California and Illinois will now offer female students hygiene products if they are needed. This is a way that the school systems in these states are trying to ensure that females are as prepared as possible when they start the menstrual cycle or if they need hygiene items that they might not have access to at home. Public schools in California are required to have feminine hygiene products in at least half of the bathrooms on campuses. Counselors and other school staff are also supposed to give these products to students for free.
The new law in place will provide coverage for schools with female students and combination classes from sixth to 12th grades. Almost 40 percent of the students who receive this kind of help are from families with low incomes. They don’t have the extra money to supply the basic needs that young girls need. A law passed in Illinois allows female students to miss days during the month if they don’t have the hygiene products that they need to attend school. Officials want students to feel as normal as possible when they are in classes, and when they don’t have the feminine products that they need, it can be disruptive to learning.

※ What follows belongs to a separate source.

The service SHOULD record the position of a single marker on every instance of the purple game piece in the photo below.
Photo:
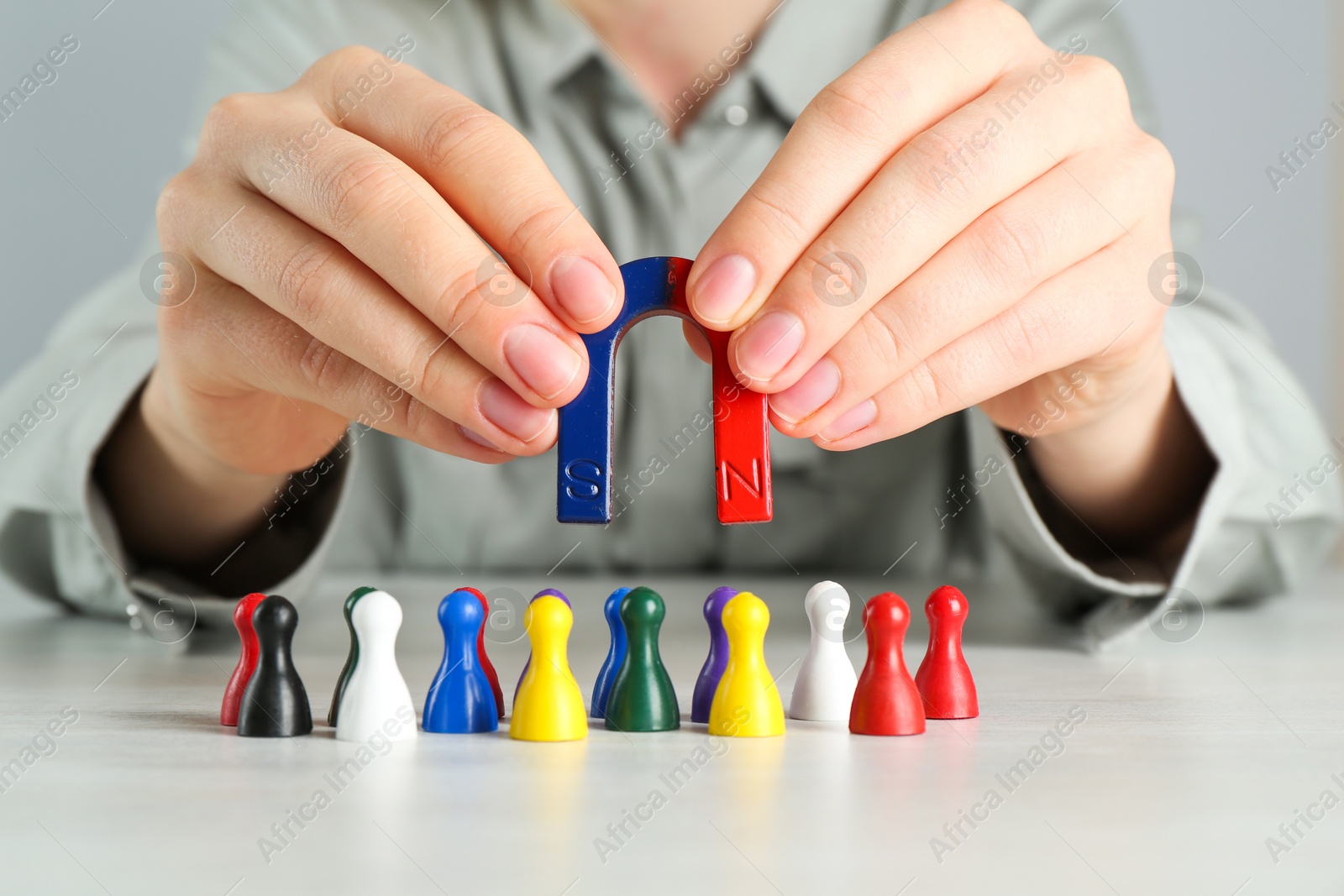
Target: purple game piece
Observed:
(718, 658)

In California, students in middle and high school are to be offered classes about human trafficking and ways to identify if it’s taking place. Meal shaming is banned in California now. This means that even if parents are behind on lunch payments, the students will still get a meal during the day instead of just a snack. Public schools across California must test water sources for lead. In Florida, teachers with high SAT and ACT scores from students will receive annual bonuses. Kentucky schools must offer Bible courses in a public setting. Private schools have a bit more discretion as to the courses that they offer.